For some reason, we have a different set of rules for the people we see in movies and on television. Brad Paisley, a country and western singer from the United States, had a hit song a few years ago titled, “Celebrity”. In it, Mr. Paisley poked fun at the idea of celebrity and the perks that come with it. Lyrics like, “I can fall in and out of love, have marriages that barely last a month” and “I get community service, no matter which law I break” make us laugh, but the fact is, that does seem to be the benefit of being famous. We read or watch reports about celebrities being arrested for driving under the influence of drugs or alcohol, we hear about marriages that last little longer than a few months and wonder if these people had the same influences growing up that we did. Quite often, it seems that celebrities really just need a good spanking to set them straight.

The constant barrage of media coverage is enough to make me want to throw out my television. The every day lives of celebrities are not news. Barack Obama being elected the first black president of the United States is news. The failure of banks in America, Britain and Germany is news. The escalation of violence between Israeli Defense Forces and Hamas terrorists is news. Jennifer Aniston going out to dinner with her latest boyfriend is not. And following a never-ending stream of “news” reports on the bad behaviour and poor choices of the rich and famous glamorizes that lifestyle for adolescents and young adults. Cheating on your husband or wife? No problem; just cite “irreconcilable differences” on the divorce papers and you are free and clear to move on to the next conquest. Got caught driving under the influence? Don't worry; while your lawyer gets you a reduced sentence, your publicist will book you on every talk show so you can crack a joke or two while you ask (however insincerely) for forgiveness. And we will give it to you. Why? Because you are rich and famous and so you must be better than we are.

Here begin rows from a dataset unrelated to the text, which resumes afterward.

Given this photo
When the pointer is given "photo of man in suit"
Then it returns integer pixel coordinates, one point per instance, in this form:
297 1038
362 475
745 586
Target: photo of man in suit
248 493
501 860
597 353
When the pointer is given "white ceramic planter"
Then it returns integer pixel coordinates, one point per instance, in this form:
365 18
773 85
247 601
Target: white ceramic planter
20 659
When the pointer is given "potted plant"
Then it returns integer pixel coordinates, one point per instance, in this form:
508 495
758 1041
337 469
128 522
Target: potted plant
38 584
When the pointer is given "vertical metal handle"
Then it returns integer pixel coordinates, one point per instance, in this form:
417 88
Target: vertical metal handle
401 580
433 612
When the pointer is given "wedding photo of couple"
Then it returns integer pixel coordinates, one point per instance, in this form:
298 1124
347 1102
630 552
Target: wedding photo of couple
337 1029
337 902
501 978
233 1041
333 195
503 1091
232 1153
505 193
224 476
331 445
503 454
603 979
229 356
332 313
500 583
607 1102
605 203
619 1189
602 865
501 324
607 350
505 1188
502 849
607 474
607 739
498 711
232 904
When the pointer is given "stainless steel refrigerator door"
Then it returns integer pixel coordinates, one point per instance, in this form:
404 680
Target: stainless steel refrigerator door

Once upon a time, I used to eagerly anticipate every award show, with the Academy Awards being the king of the season. I too, was one of those who sat in front of the television set for hours, living vicariously through the beautiful people on screen. If only I was one of them, life would be so much better, I thought. Thankfully, those years have passed. Along the way, I have come to realize that we are to blame for the leniency that is granted to celebrities. If we stopped lapping up stories about them, stopped letting them off the hook when they do something wrong, maybe they would start behaving better. Until then, we have two choices; listen to the entertainment industry's on going narcissism or turn off the TV. I choose the latter, what about you?

Barbara Lilley is a writer in Ottawa, Canada. She blogs at Don’t Stand on the Watermelon.